James Abbott McNeill Whistler
The Coast of Brittany (1861)
Oil on canvas. Private collection.


I love MFA's exhibitions. Americans in Paris is just one of them. I went with Sophie yesterday. I was so overwhelmed to learn so many new names (though they were 19th century painters, a lot of their names are still new to me), especially so many women painters, and to see so many beautiful paintings.

This exhibition is about paintings American painters made and exhibited in late 19th century in Paris, the artistic capital of the world. Among them were John Singer Sargent, Winslow Homer, and Mary Cassatt. I knew their works before, but it was still interesting to see so many Mary Cassatt's portraits of her family members together in one exhibition hall.

The one (new) painter that impressed me most was James Abbott McNeill Whistler (1834-1903), a Massachusetts native. The painting above, The Coast of Brittany, shocked me when I first saw it: the sharp edges of the rocks, the abrupt juxtaposition of brown next to blue, the crushing waves and the sleeping girl. Yet stepping back and looking at it from faraway, I really liked the colors and the composition.

I had to go back to the other room to see again his Arrangement in Gray and Black: Portrait of the Artist's Mother (1871), which is almost monochromatic except for the rosy colors on his mother's face and hands. It is said that Whistler's mother prayed for her son's success as a painter while sitting for this painting. The painter would have been 37 that year. You see, a son is always a boy in a mother's mind. Whistler did succeed and this painting won him prizes and was later bought by the French government.


Arrangement in Grey and Black, No 1 (Whistler's Mother) (1871)

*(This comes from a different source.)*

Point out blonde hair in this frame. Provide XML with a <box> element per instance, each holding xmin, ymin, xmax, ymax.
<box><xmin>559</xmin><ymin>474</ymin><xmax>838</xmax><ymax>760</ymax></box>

It is Whistler's theory that art should essentially be concerned with the beautiful arrangement of colors in harmony. This is shown by the names of his painting: Symphony in White, No. 1 (this is also in the exhibition, on the opposite wall to Arrangement in Gray and Black), his Arrangement seriel and Nocturne series, etc.

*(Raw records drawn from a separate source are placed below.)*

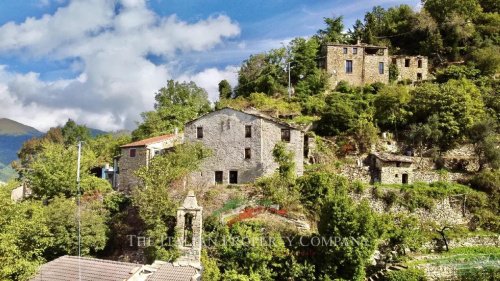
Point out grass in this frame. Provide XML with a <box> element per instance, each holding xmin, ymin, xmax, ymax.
<box><xmin>212</xmin><ymin>197</ymin><xmax>247</xmax><ymax>216</ymax></box>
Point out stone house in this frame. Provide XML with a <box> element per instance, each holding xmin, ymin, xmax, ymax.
<box><xmin>321</xmin><ymin>43</ymin><xmax>389</xmax><ymax>87</ymax></box>
<box><xmin>184</xmin><ymin>108</ymin><xmax>307</xmax><ymax>186</ymax></box>
<box><xmin>369</xmin><ymin>152</ymin><xmax>413</xmax><ymax>184</ymax></box>
<box><xmin>31</xmin><ymin>191</ymin><xmax>203</xmax><ymax>281</ymax></box>
<box><xmin>391</xmin><ymin>55</ymin><xmax>429</xmax><ymax>81</ymax></box>
<box><xmin>114</xmin><ymin>133</ymin><xmax>183</xmax><ymax>192</ymax></box>
<box><xmin>320</xmin><ymin>43</ymin><xmax>428</xmax><ymax>87</ymax></box>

Symphony in White, No. 1: The White Girl (1862)


The following is the description to the exhibition at the MFA website:

Explore the romance and magnetic attraction of the French capital to nineteenth-century American artists through the irresistible “Americans in Paris.” From about 1860 to 1900, hundreds of American painters traveled to the capital of the western art world to enroll in art schools, to establish their artistic reputations, or to join the city’s significant American expatriate community. The cosmopolitan city's influence is evident in the vibrant paintings and sculpture by some of America’s most celebrated artists, including James McNeill Whistler, John Singer Sargent, Winslow Homer, and Mary Cassatt.

The exhibition explores paintings Americans made and displayed in Paris, including Whistler’s Arrangement in Grey and Black, No. 1: Portrait of the Artist's Mother; images of the city by such painters as Childe Hassam, Henry Ossawa Tanner, and Sargent; depictions of Americans “at home” in Paris by Cassatt and others; and views of several popular summer art colonies, including Giverny and Brittany. Finallly, the show explores how Americans adapted distinctly French styles to paint American subjects.